Management Strategy

Optimalisasi KEK untuk Dorong Pertumbuhan Ekonomi

Optimalisasi KEK untuk Dorong Pertumbuhan Ekonomi

Kawasan Ekonomi Khusus (KEK) seringkali diposisikan sebagai mesin pertumbuhan sektor industri oleh banyak negara berkembang, baik untuk tujuan promosi ekspor, menyerap tenaga kerja, mendorong masuknya investasi asing maupun domestik, serta pembangunan regional. Berdasarkan data dari United Nations Industrial Development Organization (UNIDO), pada tahun 2015, terdapat sekitar 4.500 KEK di 140 negara yang mempekerjakan hampir 66 juta penduduk dunia.

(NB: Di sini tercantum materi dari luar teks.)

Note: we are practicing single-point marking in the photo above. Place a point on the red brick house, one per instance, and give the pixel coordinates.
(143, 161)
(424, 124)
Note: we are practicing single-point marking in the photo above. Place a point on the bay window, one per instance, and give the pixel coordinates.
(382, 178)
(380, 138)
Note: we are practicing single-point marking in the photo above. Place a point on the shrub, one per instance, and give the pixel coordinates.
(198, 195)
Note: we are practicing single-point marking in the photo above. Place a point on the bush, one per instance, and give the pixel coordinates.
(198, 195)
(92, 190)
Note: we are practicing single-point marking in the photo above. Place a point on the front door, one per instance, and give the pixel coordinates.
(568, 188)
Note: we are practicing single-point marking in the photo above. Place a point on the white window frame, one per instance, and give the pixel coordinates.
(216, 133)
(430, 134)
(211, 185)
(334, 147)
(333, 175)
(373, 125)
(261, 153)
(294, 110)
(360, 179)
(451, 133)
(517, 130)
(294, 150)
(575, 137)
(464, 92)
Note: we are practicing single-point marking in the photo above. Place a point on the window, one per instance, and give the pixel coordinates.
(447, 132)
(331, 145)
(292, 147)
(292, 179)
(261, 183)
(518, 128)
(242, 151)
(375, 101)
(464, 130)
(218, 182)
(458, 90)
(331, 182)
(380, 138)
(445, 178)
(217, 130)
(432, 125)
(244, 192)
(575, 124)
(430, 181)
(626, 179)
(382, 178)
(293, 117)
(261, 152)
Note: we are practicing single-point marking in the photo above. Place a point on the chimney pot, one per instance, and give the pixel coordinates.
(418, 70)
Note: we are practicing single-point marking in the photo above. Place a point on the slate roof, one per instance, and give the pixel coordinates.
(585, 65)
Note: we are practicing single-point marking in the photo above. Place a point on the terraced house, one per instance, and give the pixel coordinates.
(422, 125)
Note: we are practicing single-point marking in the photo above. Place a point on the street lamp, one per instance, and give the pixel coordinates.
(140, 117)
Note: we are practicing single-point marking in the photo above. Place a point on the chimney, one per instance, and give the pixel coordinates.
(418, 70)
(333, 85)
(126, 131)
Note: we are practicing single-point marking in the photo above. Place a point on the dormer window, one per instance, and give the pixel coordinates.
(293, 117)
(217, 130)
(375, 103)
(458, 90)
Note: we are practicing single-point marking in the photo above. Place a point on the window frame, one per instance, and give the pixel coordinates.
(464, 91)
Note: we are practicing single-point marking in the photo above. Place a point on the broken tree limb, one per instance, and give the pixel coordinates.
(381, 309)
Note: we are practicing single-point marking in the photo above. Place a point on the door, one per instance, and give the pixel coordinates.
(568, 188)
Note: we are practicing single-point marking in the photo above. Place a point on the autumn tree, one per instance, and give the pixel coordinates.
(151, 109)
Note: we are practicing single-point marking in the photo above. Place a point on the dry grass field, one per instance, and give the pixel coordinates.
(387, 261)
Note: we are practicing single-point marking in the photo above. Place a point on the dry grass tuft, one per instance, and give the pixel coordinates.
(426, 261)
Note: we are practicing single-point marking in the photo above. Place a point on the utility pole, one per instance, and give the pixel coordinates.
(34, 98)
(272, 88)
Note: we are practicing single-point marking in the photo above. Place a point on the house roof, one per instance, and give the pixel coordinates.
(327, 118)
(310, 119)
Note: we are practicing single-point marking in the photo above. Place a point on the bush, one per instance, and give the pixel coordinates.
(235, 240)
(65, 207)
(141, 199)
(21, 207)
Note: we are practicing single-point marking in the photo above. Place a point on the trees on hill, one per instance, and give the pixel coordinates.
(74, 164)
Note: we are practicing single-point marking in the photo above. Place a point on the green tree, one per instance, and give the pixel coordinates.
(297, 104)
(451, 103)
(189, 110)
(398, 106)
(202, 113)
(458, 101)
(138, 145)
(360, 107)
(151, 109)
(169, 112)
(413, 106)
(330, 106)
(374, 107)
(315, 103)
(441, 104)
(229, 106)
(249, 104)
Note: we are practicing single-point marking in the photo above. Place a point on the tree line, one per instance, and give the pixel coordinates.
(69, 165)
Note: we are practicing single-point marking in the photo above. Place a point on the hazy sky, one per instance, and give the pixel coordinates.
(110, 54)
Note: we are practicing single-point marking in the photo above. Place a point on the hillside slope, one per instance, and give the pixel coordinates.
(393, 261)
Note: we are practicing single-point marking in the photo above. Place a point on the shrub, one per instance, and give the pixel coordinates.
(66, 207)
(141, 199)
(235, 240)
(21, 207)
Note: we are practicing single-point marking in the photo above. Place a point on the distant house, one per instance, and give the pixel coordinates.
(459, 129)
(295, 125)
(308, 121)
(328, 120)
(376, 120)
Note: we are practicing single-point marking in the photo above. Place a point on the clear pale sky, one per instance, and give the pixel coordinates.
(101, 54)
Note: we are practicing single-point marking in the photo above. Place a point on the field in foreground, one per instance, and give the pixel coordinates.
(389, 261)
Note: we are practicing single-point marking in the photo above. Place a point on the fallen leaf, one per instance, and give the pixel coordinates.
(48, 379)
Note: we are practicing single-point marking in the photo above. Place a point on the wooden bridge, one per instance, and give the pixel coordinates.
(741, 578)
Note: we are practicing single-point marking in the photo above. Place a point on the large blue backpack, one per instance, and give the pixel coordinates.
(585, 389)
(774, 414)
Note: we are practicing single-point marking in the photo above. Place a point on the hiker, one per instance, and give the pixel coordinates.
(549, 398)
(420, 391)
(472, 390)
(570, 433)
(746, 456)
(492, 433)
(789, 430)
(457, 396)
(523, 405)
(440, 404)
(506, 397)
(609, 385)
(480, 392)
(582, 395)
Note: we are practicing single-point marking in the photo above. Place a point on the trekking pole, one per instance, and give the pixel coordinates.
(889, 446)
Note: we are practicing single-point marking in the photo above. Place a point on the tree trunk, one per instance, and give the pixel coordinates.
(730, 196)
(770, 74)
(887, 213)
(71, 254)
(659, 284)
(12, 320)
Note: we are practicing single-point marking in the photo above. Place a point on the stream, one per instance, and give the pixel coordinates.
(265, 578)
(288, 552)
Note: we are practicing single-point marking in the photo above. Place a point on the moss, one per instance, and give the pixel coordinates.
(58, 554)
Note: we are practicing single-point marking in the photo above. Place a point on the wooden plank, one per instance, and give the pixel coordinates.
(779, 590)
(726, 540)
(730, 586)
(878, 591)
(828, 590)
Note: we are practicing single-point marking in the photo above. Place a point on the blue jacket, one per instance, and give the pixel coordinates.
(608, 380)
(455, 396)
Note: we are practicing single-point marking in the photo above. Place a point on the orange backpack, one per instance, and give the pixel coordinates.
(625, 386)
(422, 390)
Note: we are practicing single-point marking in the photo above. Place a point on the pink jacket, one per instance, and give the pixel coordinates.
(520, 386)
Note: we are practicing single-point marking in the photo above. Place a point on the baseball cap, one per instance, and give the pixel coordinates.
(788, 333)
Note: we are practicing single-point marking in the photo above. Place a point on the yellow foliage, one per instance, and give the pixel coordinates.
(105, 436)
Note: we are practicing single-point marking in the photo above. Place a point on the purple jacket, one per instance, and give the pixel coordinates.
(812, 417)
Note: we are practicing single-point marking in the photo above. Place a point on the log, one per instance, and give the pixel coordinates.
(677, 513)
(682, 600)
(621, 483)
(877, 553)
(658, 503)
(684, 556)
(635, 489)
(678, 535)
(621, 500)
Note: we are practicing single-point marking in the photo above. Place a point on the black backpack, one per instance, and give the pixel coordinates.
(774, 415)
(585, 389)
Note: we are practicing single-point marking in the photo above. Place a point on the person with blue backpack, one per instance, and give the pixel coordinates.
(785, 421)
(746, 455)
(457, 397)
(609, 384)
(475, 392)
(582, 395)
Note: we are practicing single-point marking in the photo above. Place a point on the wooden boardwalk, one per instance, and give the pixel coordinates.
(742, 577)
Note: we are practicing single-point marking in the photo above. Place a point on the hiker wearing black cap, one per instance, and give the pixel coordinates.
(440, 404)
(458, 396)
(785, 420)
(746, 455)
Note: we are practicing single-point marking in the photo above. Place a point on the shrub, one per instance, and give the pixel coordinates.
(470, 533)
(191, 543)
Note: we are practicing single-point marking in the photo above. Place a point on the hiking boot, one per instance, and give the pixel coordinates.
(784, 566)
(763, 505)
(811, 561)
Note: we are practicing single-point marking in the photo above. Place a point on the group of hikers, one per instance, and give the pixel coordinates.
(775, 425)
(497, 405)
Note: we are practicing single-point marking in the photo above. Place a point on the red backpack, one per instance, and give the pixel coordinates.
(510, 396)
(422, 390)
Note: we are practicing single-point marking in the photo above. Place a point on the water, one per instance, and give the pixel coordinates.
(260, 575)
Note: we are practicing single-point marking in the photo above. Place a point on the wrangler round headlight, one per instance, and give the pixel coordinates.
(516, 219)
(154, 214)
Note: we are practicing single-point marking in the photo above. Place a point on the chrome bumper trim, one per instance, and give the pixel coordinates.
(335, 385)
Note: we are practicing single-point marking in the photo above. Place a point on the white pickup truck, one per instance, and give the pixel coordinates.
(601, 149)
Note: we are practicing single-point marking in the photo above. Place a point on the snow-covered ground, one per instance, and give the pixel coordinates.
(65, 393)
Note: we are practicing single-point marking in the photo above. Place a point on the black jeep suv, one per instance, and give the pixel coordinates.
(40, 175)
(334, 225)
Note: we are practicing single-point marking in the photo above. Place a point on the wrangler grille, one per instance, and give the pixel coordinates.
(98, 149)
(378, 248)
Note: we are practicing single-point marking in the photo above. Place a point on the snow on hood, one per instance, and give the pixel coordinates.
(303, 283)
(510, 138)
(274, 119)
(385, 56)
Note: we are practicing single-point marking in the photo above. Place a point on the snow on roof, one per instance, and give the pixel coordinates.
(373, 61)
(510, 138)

Ilustrasi (Sumber: setkab.go.id)

Ilustrasi (Sumber: setkab.go.id)

Di kawasan ASEAN sendiri terdapat 84 KEK yang beroperasi di 10 negara. Masing-masing KEK tersebut menawarkan berbagai macam insentif untuk menarik investasi dan bahkan telah terjadi persaingan “race of the bottom” dimana terjadi perang insentif antar negara.

Vietnam merupakan contoh terkini sebagai negara yang mampu menarik investasi besar asing dengan insentif yang ditawarkan melalui KEK yang dikembangkannya. Banyak perusahaan multinasional seperti Samsung, Blackberry, maupun Foxconn akhirnya memilih untuk menanamkan investasinya di KEK Vietnam, dibandingkan dengan di Indonesia. Hal ini tidak lepas karena berbagai insentif yang ditawarkan Vietnam, seperti pembebasan pajak hingga 30 tahun disamping upah buruh murah. Hingga tahun 2014, KEK di Vietnam sudah berhasil menangkap 49% dari total investasi asing dan berkontribusi terhadap 4% dari total tenaga kerja.

Menurut Mohammad Faisal, Direktur Riset CORE (Center of Reform on Economics) Indonesia, berbagai pengalaman negara-negara di dunia juga menunjukkan bahwa tidak semua KEK mencapai keberhasilan. Pemberian berbagai insentif untuk pengembangan KEK membawa sejumlah konsekuensi bagi keuangan pemerintah. Jika gagal atau manfaat yang didapatkan dari KEK tidak signifikan, pemerintah justru menanggung kerugian akan insentif yang telah diberikan.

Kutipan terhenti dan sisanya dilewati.